The poorest 10% of Dorset's female workers would not get sick pay if they were off work due to Covid-19, figures suggest.

In March’s Budget, the Chancellor Rishi Sunak announced that Statutory Sick Pay would be extended to anyone diagnosed with the virus, or those self-isolating, from the first day they cannot work.

But you are only eligible for the £94.25 per week payment – covered by your employer for up to 28 weeks – if you earn at least £118 a week on average.

Labour leadership candidate Keir Starmer has called for Statutory Sick Pay to be trebled to match the real living wage and extended to everyone who needs it, including the self-employed.

The lowest-paid 10% of female workers in Dorset earned £99.90 or less per week before tax in April 2019, the latest Office for National Statistics figures show.

This was well below the threshold for receiving sick pay – the figure stood at £209.70 for the bottom 10% of working men.

Across the UK, the lowest-earning tenth of male workers took home £234.00 or less weekly on average in April last year, while the figure was just £124.20 for women.

Commenting on his proposals, Keir Starmer said: “Millions of people are already feeling the impact of the economic shock caused by the coronavirus. We have all heard tragic stories of people expecting to be laid off work or see their incomes fall.

“We are potentially days away from further social-distancing measures that will change British life. It is imperative that the Government acts to support workers to buy food, pay the bills and cover the cost of living."

Sara Willcocks, head of communications at the anti-poverty charity Turn2us, said the pandemic had “highlighted how precarious it really is for millions of employees in the UK”.

She said: “Although people who fall below the Lower Earnings Limit are not entitled to Statutory Sick Pay, they may be eligible for contributory Employment Support Allowance.

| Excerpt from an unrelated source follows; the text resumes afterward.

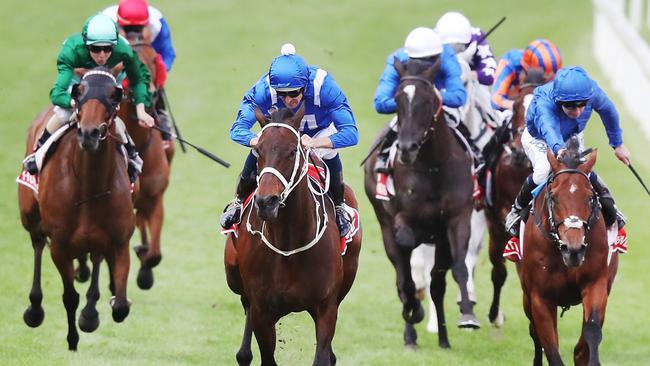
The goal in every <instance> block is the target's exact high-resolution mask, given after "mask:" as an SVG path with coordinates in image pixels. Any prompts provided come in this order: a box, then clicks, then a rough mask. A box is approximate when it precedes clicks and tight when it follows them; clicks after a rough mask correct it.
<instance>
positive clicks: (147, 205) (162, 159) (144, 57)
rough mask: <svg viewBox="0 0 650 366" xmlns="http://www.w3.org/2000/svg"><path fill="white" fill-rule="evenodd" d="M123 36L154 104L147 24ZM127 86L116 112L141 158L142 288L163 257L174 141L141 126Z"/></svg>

“Failing that you can also apply for Universal Credit but you will be subjected to the five-week wait.

“We would urge any individual in this situation to look into what support they can apply for as soon as possible.”

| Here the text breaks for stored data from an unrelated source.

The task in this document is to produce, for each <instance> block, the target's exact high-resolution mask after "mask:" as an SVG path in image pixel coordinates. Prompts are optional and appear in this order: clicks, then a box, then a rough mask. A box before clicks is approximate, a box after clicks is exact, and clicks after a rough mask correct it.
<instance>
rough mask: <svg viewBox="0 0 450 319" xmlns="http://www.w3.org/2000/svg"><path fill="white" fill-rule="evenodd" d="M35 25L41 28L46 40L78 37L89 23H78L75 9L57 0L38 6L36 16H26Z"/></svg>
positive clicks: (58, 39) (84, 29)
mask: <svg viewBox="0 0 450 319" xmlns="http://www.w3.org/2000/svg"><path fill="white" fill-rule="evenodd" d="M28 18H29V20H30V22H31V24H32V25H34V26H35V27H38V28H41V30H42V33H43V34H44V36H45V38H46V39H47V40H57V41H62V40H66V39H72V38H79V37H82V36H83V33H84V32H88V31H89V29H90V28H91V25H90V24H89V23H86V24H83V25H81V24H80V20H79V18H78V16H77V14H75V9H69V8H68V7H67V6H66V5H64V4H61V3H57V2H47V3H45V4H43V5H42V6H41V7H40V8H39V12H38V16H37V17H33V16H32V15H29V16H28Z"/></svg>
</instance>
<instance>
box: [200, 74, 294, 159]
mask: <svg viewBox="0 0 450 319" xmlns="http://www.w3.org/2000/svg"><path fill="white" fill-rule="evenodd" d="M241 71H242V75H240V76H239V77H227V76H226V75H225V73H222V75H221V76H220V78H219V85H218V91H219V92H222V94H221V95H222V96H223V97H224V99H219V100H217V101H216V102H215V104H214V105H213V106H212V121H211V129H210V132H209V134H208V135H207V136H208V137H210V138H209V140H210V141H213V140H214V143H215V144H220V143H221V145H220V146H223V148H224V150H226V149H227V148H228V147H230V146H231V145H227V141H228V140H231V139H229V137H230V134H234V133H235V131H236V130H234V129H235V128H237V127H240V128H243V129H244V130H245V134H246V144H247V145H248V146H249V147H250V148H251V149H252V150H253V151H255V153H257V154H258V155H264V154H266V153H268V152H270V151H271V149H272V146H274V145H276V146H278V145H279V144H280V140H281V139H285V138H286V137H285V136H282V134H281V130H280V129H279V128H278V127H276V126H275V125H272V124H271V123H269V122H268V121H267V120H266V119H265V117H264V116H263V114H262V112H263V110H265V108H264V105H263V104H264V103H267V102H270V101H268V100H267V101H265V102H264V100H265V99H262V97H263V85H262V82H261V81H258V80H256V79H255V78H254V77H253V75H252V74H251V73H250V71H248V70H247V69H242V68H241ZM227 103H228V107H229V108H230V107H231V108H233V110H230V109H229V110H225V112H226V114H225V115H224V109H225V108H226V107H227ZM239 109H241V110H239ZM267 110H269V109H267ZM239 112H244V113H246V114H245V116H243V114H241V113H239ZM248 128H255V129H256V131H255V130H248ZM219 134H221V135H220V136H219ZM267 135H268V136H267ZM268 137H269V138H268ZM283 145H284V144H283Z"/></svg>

Ms Willcocks added that the figures should be a wake-up for the Government to “build a proper social security net people can rely on”.

A government spokesman said: "As part of our emergency response to this unprecedented outbreak, Statutory Sick Pay is available from day one for those who must stay at home on government advice.

“Those who may not be eligible for Statutory Sick Pay are able to claim Universal Credit or contributory Employment and Support Allowance, dependent on their circumstances."